第三のことは、いたわりと思いやりの心を持つことの大切さです。7~12節までをご覧ください。

「週の初めの日に、私たちはパンを裂くために集まった。そのときパウロは、翌日出発することにしていたので、人々と語り合い、夜中まで語り続けた。私たちが集まっていた屋上の間には、ともしびがたくさんともしてあった。ユテコというひとりの青年が窓のところに腰を掛けていたが、ひどく眠けがさし、パウロの話が長く続くので、とうとう眠り込んでしまって、三階から下に落ちた。抱き起こしてみると、もう死んでいた。パウロは降りて来て、彼の上に身をかがめ、彼を抱きかかえて、「心配することはない。まだいのちがあります。」と言った。 そして、また上がって行き、パンを裂いて食べてから、明け方まで長く話し合って、それから出発した。人々は生き返った青年を家に連れて行き、ひとかたならず慰められた。」

一行がそのトロアスに七日間滞在していたときのことです。週の初めの日に、パンを裂くために集まりました。この「パンを裂く」というのは、愛餐のことではなく、聖餐のことです。すでに、もうこの頃から週の初めの日である日曜日に礼拝が行われていたことがわかります。しかもこの集会は、夜行われていました。というのは、当時の異教社会では日曜日が休みではなかったからです。それで人々は一日の労働を終え、主の復活を祝うために、夜集会に集まっていたのです。それはちょうどパウロが翌日に出発を控えていたときのこどてした。パウロの説教にも自然と熱が帯びてきて、夜中まで語り続けました。するとそこへさユテコという青年がやって来て、窓のところに腰を掛けて聞いていたのですが、パウロの話があまりにも長く続いたのか、とうとう眠り込んでしまい、3階から下に落ちてしまったのです。

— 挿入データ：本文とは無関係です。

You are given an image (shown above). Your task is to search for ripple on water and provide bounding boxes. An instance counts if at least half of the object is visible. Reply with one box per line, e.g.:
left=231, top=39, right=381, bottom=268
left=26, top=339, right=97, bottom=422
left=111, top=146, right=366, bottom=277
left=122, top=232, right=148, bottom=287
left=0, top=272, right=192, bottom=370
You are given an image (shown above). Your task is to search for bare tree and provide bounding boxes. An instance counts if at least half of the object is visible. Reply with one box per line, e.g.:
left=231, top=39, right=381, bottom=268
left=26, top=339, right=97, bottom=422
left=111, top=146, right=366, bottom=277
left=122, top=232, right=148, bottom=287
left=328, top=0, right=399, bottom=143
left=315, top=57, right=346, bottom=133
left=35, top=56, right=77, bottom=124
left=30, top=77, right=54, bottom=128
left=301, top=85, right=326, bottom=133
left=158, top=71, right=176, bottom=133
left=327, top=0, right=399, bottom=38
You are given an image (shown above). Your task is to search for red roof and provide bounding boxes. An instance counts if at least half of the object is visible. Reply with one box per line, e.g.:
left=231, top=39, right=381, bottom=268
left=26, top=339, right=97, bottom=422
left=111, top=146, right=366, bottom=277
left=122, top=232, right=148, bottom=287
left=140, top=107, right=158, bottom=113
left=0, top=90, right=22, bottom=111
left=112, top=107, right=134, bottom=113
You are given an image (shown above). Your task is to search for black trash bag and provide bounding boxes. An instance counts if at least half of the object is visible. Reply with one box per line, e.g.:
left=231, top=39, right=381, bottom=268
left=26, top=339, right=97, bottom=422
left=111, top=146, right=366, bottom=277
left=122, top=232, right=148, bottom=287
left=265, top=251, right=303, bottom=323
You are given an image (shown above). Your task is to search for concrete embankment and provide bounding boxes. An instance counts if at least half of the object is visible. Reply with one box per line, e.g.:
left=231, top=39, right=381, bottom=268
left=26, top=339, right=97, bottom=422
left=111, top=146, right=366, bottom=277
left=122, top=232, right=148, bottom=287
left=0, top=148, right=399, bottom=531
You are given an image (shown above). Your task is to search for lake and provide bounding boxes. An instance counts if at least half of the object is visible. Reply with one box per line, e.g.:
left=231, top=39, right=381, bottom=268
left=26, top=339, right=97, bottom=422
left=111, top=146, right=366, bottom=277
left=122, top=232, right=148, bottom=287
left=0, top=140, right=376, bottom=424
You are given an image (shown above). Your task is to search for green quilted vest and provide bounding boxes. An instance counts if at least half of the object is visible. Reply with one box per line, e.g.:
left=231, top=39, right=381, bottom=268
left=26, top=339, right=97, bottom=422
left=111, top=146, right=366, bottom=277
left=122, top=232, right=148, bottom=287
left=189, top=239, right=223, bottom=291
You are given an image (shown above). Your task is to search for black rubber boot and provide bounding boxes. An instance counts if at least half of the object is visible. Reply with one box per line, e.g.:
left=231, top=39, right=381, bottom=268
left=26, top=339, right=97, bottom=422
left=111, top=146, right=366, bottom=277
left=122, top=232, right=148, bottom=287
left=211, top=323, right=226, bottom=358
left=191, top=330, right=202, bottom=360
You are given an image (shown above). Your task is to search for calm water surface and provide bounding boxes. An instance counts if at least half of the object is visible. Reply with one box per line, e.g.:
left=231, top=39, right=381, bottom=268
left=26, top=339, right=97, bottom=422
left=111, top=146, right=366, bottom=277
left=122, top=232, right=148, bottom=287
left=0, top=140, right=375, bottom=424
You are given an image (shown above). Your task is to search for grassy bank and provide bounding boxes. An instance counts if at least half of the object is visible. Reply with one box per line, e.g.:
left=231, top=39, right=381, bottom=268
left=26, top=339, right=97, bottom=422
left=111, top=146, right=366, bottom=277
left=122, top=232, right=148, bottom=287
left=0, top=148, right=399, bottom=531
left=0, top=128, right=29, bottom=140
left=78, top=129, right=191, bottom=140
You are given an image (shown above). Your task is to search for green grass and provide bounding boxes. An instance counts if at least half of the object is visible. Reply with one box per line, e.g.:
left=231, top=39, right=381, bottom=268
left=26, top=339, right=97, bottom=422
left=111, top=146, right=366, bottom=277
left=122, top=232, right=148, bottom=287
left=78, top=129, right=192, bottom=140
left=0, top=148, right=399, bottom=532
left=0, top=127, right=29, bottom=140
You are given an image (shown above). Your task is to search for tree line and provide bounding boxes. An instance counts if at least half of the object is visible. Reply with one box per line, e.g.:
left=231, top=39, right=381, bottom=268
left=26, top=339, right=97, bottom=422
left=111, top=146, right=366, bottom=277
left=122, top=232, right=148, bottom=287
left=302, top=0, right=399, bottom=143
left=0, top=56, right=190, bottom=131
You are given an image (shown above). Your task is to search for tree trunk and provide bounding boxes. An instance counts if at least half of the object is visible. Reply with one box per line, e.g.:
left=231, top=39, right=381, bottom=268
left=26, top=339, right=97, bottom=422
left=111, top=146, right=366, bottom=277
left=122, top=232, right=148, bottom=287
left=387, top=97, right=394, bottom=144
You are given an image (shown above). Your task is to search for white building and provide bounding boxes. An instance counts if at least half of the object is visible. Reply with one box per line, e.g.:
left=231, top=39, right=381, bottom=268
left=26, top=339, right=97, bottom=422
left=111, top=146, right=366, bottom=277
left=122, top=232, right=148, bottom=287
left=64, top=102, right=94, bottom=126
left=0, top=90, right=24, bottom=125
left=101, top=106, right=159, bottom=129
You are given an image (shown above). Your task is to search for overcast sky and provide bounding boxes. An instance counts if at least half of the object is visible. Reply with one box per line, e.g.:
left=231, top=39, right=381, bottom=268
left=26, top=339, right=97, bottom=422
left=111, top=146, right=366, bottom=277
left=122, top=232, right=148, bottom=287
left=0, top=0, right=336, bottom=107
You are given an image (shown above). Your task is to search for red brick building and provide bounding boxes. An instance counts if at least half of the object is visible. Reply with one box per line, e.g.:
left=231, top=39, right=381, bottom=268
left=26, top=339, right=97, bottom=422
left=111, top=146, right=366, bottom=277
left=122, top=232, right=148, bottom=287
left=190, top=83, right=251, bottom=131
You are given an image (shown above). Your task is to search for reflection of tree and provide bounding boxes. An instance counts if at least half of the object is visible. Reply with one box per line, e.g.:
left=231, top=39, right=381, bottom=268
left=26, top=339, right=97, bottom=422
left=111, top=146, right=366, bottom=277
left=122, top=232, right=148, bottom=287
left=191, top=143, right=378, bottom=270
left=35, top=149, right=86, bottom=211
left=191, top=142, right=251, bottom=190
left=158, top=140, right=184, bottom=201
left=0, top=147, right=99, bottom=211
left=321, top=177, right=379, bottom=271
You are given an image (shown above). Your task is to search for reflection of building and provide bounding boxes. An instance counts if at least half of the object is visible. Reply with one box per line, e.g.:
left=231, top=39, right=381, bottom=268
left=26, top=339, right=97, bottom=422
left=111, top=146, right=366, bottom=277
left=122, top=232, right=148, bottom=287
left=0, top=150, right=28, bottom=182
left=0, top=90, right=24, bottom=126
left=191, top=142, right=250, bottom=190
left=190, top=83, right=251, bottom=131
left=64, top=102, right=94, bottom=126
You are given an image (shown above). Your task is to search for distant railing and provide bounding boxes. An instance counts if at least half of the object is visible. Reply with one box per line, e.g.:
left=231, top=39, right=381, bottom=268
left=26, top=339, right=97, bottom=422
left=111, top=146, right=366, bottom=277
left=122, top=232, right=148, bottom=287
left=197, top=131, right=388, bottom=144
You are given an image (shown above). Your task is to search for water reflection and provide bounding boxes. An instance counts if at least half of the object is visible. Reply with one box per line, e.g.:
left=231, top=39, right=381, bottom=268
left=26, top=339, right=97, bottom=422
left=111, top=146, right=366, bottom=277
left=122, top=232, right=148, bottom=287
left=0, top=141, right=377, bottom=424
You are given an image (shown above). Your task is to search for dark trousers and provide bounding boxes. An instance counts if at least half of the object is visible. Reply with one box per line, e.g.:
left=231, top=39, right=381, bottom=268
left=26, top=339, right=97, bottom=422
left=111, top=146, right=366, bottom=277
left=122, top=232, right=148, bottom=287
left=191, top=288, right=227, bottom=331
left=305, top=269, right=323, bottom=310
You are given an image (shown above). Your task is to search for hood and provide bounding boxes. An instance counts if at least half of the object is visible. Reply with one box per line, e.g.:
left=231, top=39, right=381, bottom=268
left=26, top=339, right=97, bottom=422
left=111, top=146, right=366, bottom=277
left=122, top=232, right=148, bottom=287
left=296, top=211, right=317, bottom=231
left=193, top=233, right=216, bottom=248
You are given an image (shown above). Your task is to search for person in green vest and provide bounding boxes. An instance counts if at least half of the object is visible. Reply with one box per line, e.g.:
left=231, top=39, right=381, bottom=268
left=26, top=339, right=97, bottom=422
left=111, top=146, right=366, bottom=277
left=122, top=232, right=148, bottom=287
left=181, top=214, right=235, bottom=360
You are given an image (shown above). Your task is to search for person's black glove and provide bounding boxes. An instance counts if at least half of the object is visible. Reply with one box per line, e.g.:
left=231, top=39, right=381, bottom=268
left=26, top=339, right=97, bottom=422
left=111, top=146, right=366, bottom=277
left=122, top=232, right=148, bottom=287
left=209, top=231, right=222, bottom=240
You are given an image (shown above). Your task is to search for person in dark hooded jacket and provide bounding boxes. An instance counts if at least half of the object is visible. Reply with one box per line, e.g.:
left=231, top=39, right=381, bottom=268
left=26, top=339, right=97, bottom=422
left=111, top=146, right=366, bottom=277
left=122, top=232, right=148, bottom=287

彼を抱き起こしてみると、もう息はありませんでした。死んでしまったのです。パウロは説教を止めて下へ降りて行き、彼の上に身をかがめると、「心配することはない。まだいのちがあります」と言いました。これはこの青年が死んでいなかったいわゆる仮死状態であったということではありません。医者であったルカは「もう死んでいた」と死亡診断書を書いていますから、彼は死んでしまったのです。その青年が生き返ったということです。そこで人々はまた上がって行って、パンを裂き、それを食べてから、明け方まで話し合い、それから出発しました。では、この出来事はいったい何のためにわざわざ書かれたのでしょうか。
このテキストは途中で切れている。